Für André Breitenreiter und Familie war es „eine willkommene Abwechslung“. Der 96-Trainer verzichtete wie Manager Horst Heldt lieber auf die Einlage im Sulky bei der Mini-Traber-Trophy. „Das wollten wir den Pferden nicht antun“, sagte er zu seiner Entschuldigung. Torwart-Trainer Jörg Sievers lieferte sich ein heißes Duell mit Reha-Coach Edward Kowalczuk . Am Ende hatte Sievers mit Mini-Traber Shawn die Nase vorn.

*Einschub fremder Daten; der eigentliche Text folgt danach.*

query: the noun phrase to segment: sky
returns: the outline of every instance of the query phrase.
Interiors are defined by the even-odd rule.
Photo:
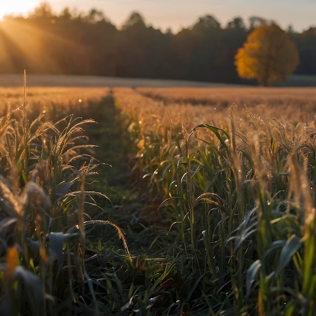
[[[0,19],[6,14],[26,14],[41,0],[1,0]],[[193,25],[198,18],[209,15],[225,27],[236,16],[247,23],[250,16],[273,20],[284,29],[291,25],[297,32],[316,27],[316,0],[47,0],[53,11],[66,8],[87,13],[102,11],[120,27],[131,13],[140,13],[146,24],[162,31],[177,32]]]

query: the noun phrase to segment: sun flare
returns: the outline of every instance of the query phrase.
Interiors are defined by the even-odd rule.
[[[39,3],[39,0],[3,1],[0,6],[0,20],[8,15],[24,15],[37,7]]]

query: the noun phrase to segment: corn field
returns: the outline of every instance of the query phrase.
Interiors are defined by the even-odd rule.
[[[0,314],[316,314],[316,89],[0,101]]]

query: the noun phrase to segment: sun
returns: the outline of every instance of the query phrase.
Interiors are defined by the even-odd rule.
[[[0,20],[7,15],[24,15],[38,6],[40,0],[10,0],[2,1],[0,6]]]

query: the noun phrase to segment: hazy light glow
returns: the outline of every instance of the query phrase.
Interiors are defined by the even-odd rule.
[[[42,1],[1,0],[0,18],[5,14],[26,14]],[[277,22],[281,27],[291,25],[298,31],[316,27],[315,0],[47,0],[53,11],[60,13],[65,8],[86,13],[92,8],[101,10],[117,27],[120,27],[134,11],[140,13],[147,24],[177,32],[192,25],[200,17],[214,16],[225,27],[236,16],[245,22],[250,16]]]
[[[40,0],[2,0],[0,19],[7,15],[24,15],[37,7]]]

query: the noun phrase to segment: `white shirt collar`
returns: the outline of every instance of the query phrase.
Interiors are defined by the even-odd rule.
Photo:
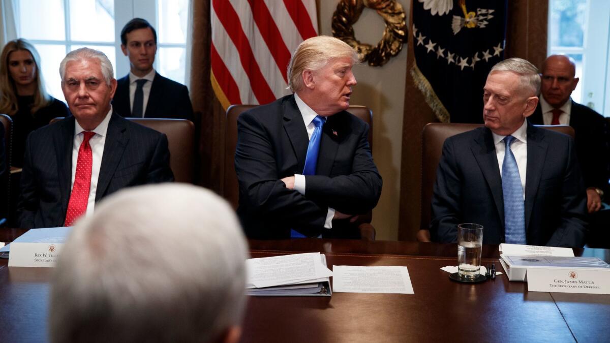
[[[523,123],[521,125],[521,126],[518,129],[517,129],[515,132],[511,134],[511,135],[517,139],[518,140],[523,142],[527,143],[528,142],[528,121],[523,120]],[[492,132],[492,135],[493,136],[493,144],[498,144],[504,139],[504,137],[506,137],[505,135],[500,135]]]
[[[142,78],[140,76],[136,76],[133,73],[129,71],[129,83],[132,84],[140,79],[146,79],[152,82],[152,80],[154,79],[154,76],[157,73],[154,71],[154,68],[153,68],[152,70],[151,70],[150,73],[146,74]]]
[[[110,105],[110,110],[108,111],[104,120],[98,125],[98,127],[92,130],[92,131],[98,134],[101,136],[106,136],[106,132],[108,131],[108,123],[110,121],[110,116],[112,115],[112,105]],[[78,120],[74,120],[74,135],[76,135],[85,130],[78,123]]]
[[[544,96],[542,96],[542,94],[540,95],[540,106],[543,114],[550,112],[553,110],[553,109],[554,108],[550,105],[550,104],[547,102],[547,100],[545,99]],[[571,96],[569,99],[568,99],[567,101],[565,101],[565,103],[564,104],[563,106],[559,107],[559,109],[562,110],[564,113],[572,113]]]
[[[311,107],[299,98],[299,96],[296,93],[295,93],[295,101],[296,101],[296,106],[299,108],[299,110],[301,111],[301,115],[303,118],[303,123],[307,126],[311,123],[314,118],[318,115],[318,114],[315,113],[315,111],[312,110]],[[326,117],[325,117],[325,120]]]

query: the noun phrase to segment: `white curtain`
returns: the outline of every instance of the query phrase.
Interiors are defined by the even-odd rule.
[[[17,38],[17,0],[0,0],[0,15],[2,25],[0,25],[0,47],[4,47],[9,41]],[[0,48],[1,49],[1,48]]]

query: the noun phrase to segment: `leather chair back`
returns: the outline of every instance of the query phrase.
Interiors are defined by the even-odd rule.
[[[462,132],[482,126],[483,124],[453,124],[429,123],[423,128],[422,146],[422,214],[420,231],[417,239],[420,241],[429,239],[428,225],[431,220],[432,187],[436,181],[436,168],[440,161],[445,140]],[[574,129],[567,125],[536,125],[554,131],[567,134],[574,138]],[[422,232],[421,230],[425,230]]]
[[[63,118],[55,118],[54,123]],[[170,150],[170,167],[177,182],[193,183],[195,161],[195,125],[185,119],[127,118],[165,134]]]
[[[224,134],[224,173],[223,181],[223,196],[234,209],[239,202],[239,185],[235,172],[235,150],[237,146],[237,117],[242,112],[258,105],[231,105],[227,109]],[[368,145],[373,151],[373,111],[362,106],[350,106],[348,112],[362,119],[370,126]]]
[[[0,123],[4,126],[4,148],[6,149],[6,162],[10,163],[11,134],[13,129],[13,120],[6,114],[0,114]]]
[[[0,123],[4,126],[4,158],[6,161],[7,175],[0,178],[0,190],[2,190],[2,194],[0,194],[0,226],[6,225],[7,218],[12,213],[12,204],[10,201],[10,161],[11,161],[11,146],[12,140],[11,135],[12,133],[13,120],[10,117],[5,114],[0,114]],[[2,145],[0,145],[2,146]]]

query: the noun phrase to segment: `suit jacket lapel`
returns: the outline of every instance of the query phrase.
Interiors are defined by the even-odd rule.
[[[481,131],[481,134],[475,139],[470,150],[475,155],[481,172],[489,186],[493,197],[500,217],[500,222],[504,223],[504,197],[502,194],[502,179],[498,167],[498,157],[496,155],[495,146],[492,132],[487,128]]]
[[[72,146],[74,145],[74,117],[70,117],[57,125],[60,129],[53,137],[57,158],[57,173],[59,179],[59,191],[62,200],[62,213],[68,211],[68,201],[70,198],[70,186],[72,184]]]
[[[538,192],[548,145],[542,141],[544,129],[528,123],[528,162],[525,173],[525,230],[528,229],[532,209]]]
[[[154,78],[152,79],[152,84],[151,85],[151,92],[148,95],[146,111],[144,114],[145,118],[154,118],[159,116],[155,110],[159,106],[159,102],[163,98],[163,95],[160,93],[162,88],[160,85],[162,82],[161,76],[159,74],[159,73],[155,72]],[[169,101],[173,100],[170,99]]]
[[[126,120],[120,117],[116,112],[113,112],[108,123],[108,131],[106,132],[106,140],[104,145],[104,153],[102,154],[102,165],[99,168],[99,175],[98,176],[98,188],[95,193],[96,201],[101,198],[106,193],[117,166],[123,158],[125,146],[129,140]]]
[[[296,161],[298,161],[298,170],[296,173],[303,173],[305,167],[305,157],[307,156],[307,148],[309,145],[307,129],[303,123],[301,111],[296,106],[294,96],[284,101],[284,129],[288,135],[294,150]]]
[[[336,159],[339,142],[346,134],[346,129],[343,127],[340,120],[342,114],[337,114],[327,118],[322,129],[322,140],[320,142],[320,152],[318,153],[318,163],[316,165],[316,174],[329,176],[332,169],[332,164]]]

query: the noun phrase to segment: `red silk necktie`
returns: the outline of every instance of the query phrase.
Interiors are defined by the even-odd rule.
[[[553,113],[553,121],[551,121],[551,125],[559,125],[559,115],[564,113],[564,111],[560,110],[559,109],[553,109],[551,111]]]
[[[66,212],[65,226],[71,226],[78,217],[87,212],[87,203],[89,201],[89,189],[91,187],[91,168],[93,164],[93,153],[89,145],[89,140],[95,132],[85,131],[83,132],[82,143],[78,150],[78,159],[76,161],[76,175],[74,176],[74,184],[72,187],[70,200],[68,203],[68,212]]]

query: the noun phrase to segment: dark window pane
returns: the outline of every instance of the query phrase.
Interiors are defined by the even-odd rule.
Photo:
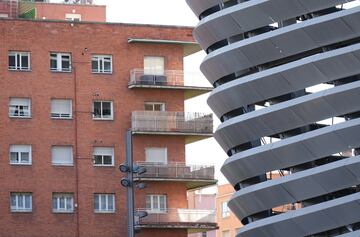
[[[101,165],[102,164],[102,156],[94,156],[94,164]]]
[[[15,69],[15,55],[9,55],[9,68]]]

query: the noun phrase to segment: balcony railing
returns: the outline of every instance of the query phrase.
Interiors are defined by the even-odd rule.
[[[203,113],[134,111],[131,128],[133,132],[211,135],[213,117]]]
[[[154,163],[137,162],[145,167],[146,173],[137,178],[181,179],[181,180],[214,180],[215,167],[213,165],[188,165],[184,163]]]
[[[144,69],[132,69],[130,71],[129,85],[142,86],[170,86],[170,87],[203,87],[211,88],[210,84],[202,85],[206,80],[198,73],[191,73],[182,70],[165,70],[164,73],[147,73]]]
[[[140,227],[217,228],[213,210],[166,209],[159,213],[147,209],[138,209],[138,211],[148,212],[148,216],[144,218],[135,218],[135,224]]]

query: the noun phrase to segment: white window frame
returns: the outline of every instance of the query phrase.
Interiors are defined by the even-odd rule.
[[[150,199],[150,206],[148,206],[148,201],[146,200],[146,211],[149,213],[165,213],[167,211],[167,196],[163,194],[150,194],[146,195],[146,199]],[[164,208],[161,208],[160,206],[160,200],[163,198],[164,200]],[[157,201],[157,207],[155,207],[155,200]]]
[[[15,198],[15,206],[13,206],[13,198]],[[25,206],[26,198],[30,198],[30,207]],[[22,206],[20,206],[20,200]],[[32,212],[32,193],[11,192],[10,210],[11,212]]]
[[[95,117],[95,102],[101,103],[100,117]],[[104,117],[104,115],[103,115],[103,103],[110,103],[110,109],[111,109],[110,116]],[[114,104],[113,101],[109,101],[109,100],[95,100],[95,101],[93,101],[93,119],[94,120],[113,120],[114,119],[114,105],[113,104]]]
[[[110,153],[102,153],[101,149],[109,149]],[[104,164],[104,156],[111,156],[111,164]],[[101,164],[95,164],[95,156],[101,156]],[[94,166],[114,166],[114,147],[93,147],[93,165]]]
[[[61,113],[53,111],[53,102],[67,102],[69,103],[68,106],[69,113]],[[72,100],[71,99],[51,99],[51,118],[52,119],[72,119]]]
[[[66,13],[65,20],[67,21],[81,21],[81,14]]]
[[[228,202],[221,202],[221,217],[228,218],[230,216],[230,209],[228,207]]]
[[[156,105],[160,105],[160,107],[161,107],[161,110],[155,110],[155,106]],[[146,106],[152,106],[152,110],[146,110]],[[163,111],[165,111],[165,102],[151,102],[151,101],[149,101],[149,102],[145,102],[144,103],[144,110],[145,111],[161,111],[161,112],[163,112]]]
[[[151,150],[165,150],[165,160],[162,162],[154,162],[154,161],[150,161],[150,157],[148,157],[148,152]],[[167,164],[168,162],[168,156],[167,156],[167,147],[146,147],[145,148],[145,161],[148,163],[159,163],[159,164]]]
[[[28,67],[22,66],[22,57],[27,56],[28,57]],[[15,57],[15,65],[10,66],[10,57]],[[30,59],[30,52],[19,52],[19,51],[9,51],[8,53],[8,69],[10,71],[30,71],[31,70],[31,59]],[[20,65],[18,65],[20,64]]]
[[[61,207],[63,201],[64,207]],[[56,203],[56,204],[55,204]],[[55,206],[54,206],[55,204]],[[70,204],[70,208],[68,208]],[[74,212],[74,194],[72,193],[53,193],[52,195],[53,213],[73,213]]]
[[[71,149],[71,163],[56,163],[54,162],[53,152],[56,148],[70,148]],[[65,145],[54,145],[51,147],[51,164],[53,166],[74,166],[74,151],[72,146],[65,146]]]
[[[69,68],[63,69],[63,56],[69,57]],[[56,68],[51,67],[51,60],[56,60]],[[71,72],[71,54],[70,53],[57,53],[57,52],[50,52],[50,71],[52,72]]]
[[[11,100],[26,100],[27,103],[23,104],[12,104]],[[28,107],[27,109],[21,108],[21,107]],[[18,115],[15,115],[15,111],[18,111]],[[21,115],[22,111],[24,115]],[[31,118],[31,100],[30,98],[17,98],[12,97],[9,99],[9,117],[10,118]]]
[[[110,71],[105,70],[105,61],[110,62]],[[97,63],[97,69],[92,68],[93,62]],[[111,74],[113,72],[113,60],[112,55],[99,55],[94,54],[91,57],[91,72],[101,74]]]
[[[113,209],[109,208],[109,196],[113,197],[112,200],[112,206]],[[96,205],[96,199],[98,198],[98,208],[95,206]],[[101,202],[105,201],[105,208],[103,209],[101,206]],[[94,194],[94,212],[95,213],[114,213],[116,210],[115,208],[115,194],[113,193],[95,193]]]
[[[18,162],[14,162],[11,160],[11,153],[17,153]],[[29,153],[29,161],[23,162],[22,161],[22,153]],[[9,146],[9,161],[11,165],[31,165],[31,145],[10,145]]]
[[[162,62],[162,65],[157,64],[157,62],[160,62],[160,61]],[[144,56],[144,74],[156,75],[156,76],[165,75],[165,57],[163,57],[163,56]]]

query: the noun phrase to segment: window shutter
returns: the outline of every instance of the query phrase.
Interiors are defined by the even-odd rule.
[[[52,153],[52,163],[54,165],[73,164],[73,152],[71,146],[53,146],[51,153]]]

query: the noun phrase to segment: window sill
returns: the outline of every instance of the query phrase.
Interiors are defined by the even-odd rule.
[[[50,72],[53,72],[53,73],[72,73],[72,70],[70,70],[70,71],[57,71],[57,70],[50,70]]]
[[[51,163],[54,167],[74,167],[74,164],[57,164],[57,163]]]
[[[95,121],[113,121],[114,118],[93,118]]]
[[[31,72],[31,69],[8,69],[10,72]]]
[[[51,119],[54,119],[54,120],[73,120],[73,117],[71,118],[57,118],[57,117],[50,117]]]
[[[74,210],[71,211],[57,211],[57,210],[53,210],[54,214],[74,214]]]
[[[112,75],[113,72],[91,72],[92,74],[95,75]]]
[[[9,116],[11,119],[31,119],[31,116]]]
[[[11,213],[32,213],[31,210],[11,210]]]
[[[13,166],[31,166],[32,163],[10,163]]]
[[[115,210],[114,211],[94,211],[95,214],[115,214]]]

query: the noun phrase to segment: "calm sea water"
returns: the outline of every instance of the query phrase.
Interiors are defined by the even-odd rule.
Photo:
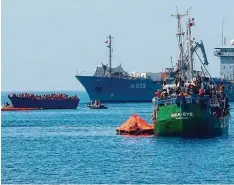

Ganz weit abgeschlagen: Recken-Cheftrainer Jens Bürkle . Sein 16 Jahre alter Jim ist gerade mal 85 Zentimeter groß, hielt sich aber als einziges Pferd an die vorgegebene Gangart Trab. Bürkle nahm den letzten Platz mit Humor: „Ich bin nicht unzufrieden.“

Auch Ministerpräsident Stephan Weil hatte sich sportlich betätigt, allerdings unfreiwillig. Bei seiner Anfahrt zur Bult um die Mittagszeit wurde er Opfer des Verkehrschaos. Weil stieg aus seinem Dienstwagen und ging die letzten 1000 Meter zur Bahn zu Fuß: „Jeder Gang macht schlank. Außerdem werde ich im Stau grundsätzlich aggressiv.“ Weil eröffnete den 96-Renntag und kam auch für „eine Verbeugung vor dem Hannoverschen Rennverein“, der sein 150-Jähriges Bestehen feiert.